The 12-month growth rate for all forms of consumer borrowing grew 6.9 percent, the quickest since March 2019.
Individuals borrowed an additional £1.4billion in July, evenly split between credit cards and consumer credit such as personal loans and car finance.
Joanna Elson, chief executive of the Money Advice Trust – the charity that runs both the National Debtline and Business Debtline – said the Bank’s data was a sign of the “relentless pressure” that household finances are under.
She said: “Confirmation of the huge hike in energy prices will have only added to the worries of millions of people concerned about how they will make ends meet in the coming months.
“For many households, however, options are already running out, with more turning to credit to cover essential needs.”
“And for those who are already in difficulty, the situation is only set to get worse without intervention.
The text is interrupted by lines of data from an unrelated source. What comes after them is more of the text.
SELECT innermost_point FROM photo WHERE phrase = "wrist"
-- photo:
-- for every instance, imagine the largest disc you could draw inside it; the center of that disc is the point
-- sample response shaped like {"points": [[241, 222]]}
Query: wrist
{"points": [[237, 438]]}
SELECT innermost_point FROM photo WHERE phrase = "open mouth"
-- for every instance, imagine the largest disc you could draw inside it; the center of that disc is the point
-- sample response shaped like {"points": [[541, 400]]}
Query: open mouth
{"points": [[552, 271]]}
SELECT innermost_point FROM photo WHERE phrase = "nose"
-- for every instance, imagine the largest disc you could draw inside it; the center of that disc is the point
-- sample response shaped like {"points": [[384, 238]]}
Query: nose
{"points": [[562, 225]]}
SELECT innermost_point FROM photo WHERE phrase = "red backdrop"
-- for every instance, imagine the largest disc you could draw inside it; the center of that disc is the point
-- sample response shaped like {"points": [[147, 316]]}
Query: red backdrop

Government support is urgently needed now for those most affected.”
Thomas Pugh, RSM UK economist, said: “Consumers are already battening down the hatches against what will almost certainly be an exceptionally tough winter.”
Neil Kadagathur, Creditspring co-founder and chief executive, said with interest rates rising, as the Bank tries to control inflation, lenders will have to step in to support struggling borrowers.
“Rising interest rates are being passed on to borrowers meaning borrowing is more expensive than at any point since 2008, at the precise moment when millions are reliant on borrowing to survive.”
“It’s vital that the credit industry steps up to support borrowers at this crucial moment,” he said.
As credit card borrowing rises, the Bank’s data showed that net mortgage borrowing is falling as the housing market cools, according to financial experts.
Net mortgage borrowing fell from £5.3billion in June to £5.1billion in July.